The U.S. saw more than 700,000 travelers several days over the long Fourth of July weekend, record highs in the new world of travel in coronavirus – but still down by more than 70% compared to the norm.
Travel in the U.S. and across the globe has plummeted, dropping by as much as 95% or more compared to last year as the world stays home to combat the spread of coronavirus. The TSA records how many travelers (plus airport and airline employees) pass through its security checkpoints each day, and it paints a jarring picture: While between 2 million and 2.8 million people typically move through U.S. airports each day, that dropped below 100,000 in early April for the first time in decades.
But it’s undeniable that travel is slowly resuming even as coronavirus case counts spike across the nation. And that includes new coronavirus highs set over the long holiday weekend.

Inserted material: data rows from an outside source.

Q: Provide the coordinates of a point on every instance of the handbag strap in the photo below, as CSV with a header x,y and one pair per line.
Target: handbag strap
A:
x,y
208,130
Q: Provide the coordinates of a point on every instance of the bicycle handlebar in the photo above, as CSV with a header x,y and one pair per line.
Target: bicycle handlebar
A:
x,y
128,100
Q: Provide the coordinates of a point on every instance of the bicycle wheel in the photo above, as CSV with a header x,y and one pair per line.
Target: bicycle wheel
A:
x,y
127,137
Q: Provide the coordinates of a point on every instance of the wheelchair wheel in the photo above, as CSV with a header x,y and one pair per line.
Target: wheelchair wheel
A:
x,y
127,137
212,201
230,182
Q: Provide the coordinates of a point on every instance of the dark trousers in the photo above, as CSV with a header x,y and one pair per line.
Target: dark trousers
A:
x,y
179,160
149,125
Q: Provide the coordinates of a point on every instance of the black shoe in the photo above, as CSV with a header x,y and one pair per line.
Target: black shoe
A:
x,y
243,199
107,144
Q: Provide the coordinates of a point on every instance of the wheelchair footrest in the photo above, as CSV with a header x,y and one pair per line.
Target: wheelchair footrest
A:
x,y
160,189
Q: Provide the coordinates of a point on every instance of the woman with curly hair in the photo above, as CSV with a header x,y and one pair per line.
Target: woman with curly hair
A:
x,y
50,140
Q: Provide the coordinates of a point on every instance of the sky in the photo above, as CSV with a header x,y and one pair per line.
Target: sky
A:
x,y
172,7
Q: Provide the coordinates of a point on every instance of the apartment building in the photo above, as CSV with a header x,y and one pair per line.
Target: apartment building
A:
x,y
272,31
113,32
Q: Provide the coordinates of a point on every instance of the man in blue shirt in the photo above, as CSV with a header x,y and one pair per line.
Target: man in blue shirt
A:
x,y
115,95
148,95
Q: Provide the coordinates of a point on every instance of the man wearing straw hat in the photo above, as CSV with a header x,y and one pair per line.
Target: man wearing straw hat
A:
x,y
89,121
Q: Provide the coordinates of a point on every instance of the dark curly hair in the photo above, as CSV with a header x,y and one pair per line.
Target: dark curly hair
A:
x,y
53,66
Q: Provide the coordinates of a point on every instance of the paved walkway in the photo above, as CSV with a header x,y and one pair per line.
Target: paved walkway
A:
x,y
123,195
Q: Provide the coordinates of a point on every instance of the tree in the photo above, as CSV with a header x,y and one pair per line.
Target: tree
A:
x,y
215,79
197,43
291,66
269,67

More than 764,000 travelers moved through U.S. airports last Thursday ahead of the weekend – the highest number since March 18, and the first time in the 700,000s since the crisis began. That’s still down by more than 60%, but it’s a big improvement – especially compared to the record low of 87,000 in early April.
Look at this interactive graphic we put together comparing TSA travel data from 2020 to 2019.
Is this sustainable? Clearly, the appetite for travel has grown substantially over the last few weeks. But with the long holiday weekend behind us and coronavirus cases once again on the rise, will that change?